O rating soberano do Peru foi elevado para Grau de Investimento em abril de 2008, um mês antes do Brasil. A diferença é que eles ainda são Grau de Investimento, com rating BBB+, enquanto nós perdemos o Grau de Investimento no final de 2015, sendo hoje BB-. Ou seja, precisaríamos de 5 upgrades para atingir o nível do Peru. Hoje, um título do governo do Peru de 10 anos está pagando 5% ao ano, enquanto o nosso, para atrair investidores, precisa pagar 9% ao ano.

O interessante é que a disciplina que permitiu diminuir as taxas de juros e aumentar a renda atravessou governos de esquerda (como o de Humala) assim como de direita (como o de Alejandro Toledo), ou mesmo simplesmente populistas, como o de Fujimori.

No entanto, algo aconteceu. Mais do que a Lava-Jato, que devastou a classe política peruana, um descontentamento generalizado parece estar dando as cartas, assim como aconteceu no Chile. Chegamos, então, ao artigo de Mario Vargas Llosa.

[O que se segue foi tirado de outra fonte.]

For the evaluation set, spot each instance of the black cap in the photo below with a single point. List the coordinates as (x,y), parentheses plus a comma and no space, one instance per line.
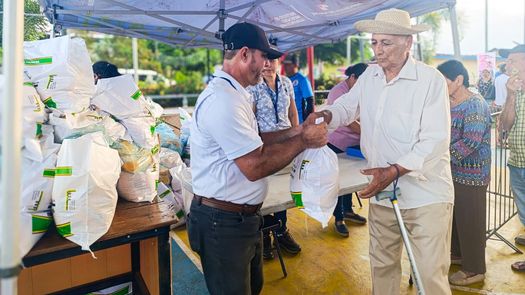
(291,58)
(517,49)
(249,35)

Vargas Llosa, em seu artigo, prevê o fim das eleições livres, a lá Chavez/Maduro, caso o Guilherme Boulos deles, Pedro Castillo, seja eleito e implemente a sua agenda de estatização generalizada. Vê em Keiko Fujimori o “mal menor”, caso ela se comprometa a “respeitar a liberdade de expressão, não expulsar os juízes do Poder Judiciário e a convocar eleições ao término de seu mandato”. Ou seja, desde que a filha de Fujimori seja a democrata que seu pai não foi. Entre a ameaça à democracia pela esquerda e pela direita, Llosa opta por esta última. Se optou, é porque viu um “mal menor”.

O que mais me chama a atenção nisso tudo é o fato de o Peru ter, aparentemente, seguido à risca o receituário da Faria Lima para ser feliz: disciplina fiscal e reformas. O que nos leva à conclusão de que, se essas são condições necessárias para o progresso, estão longe de serem suficientes. O Peru está, igualzinho ao Brasil, entre a cruz e a caldeirinha, mesmo sendo um aluno exemplar.

A conclusão a que eu chego é que, por mais que façamos, somos reféns do nosso DNA, que determina a fraqueza de nossas instituições, eternamente capturadas por elites predatórias, e sempre ficaremos sujeitos a qualquer populista com discurso apelativo que aparece. A nossa pobreza é um destino.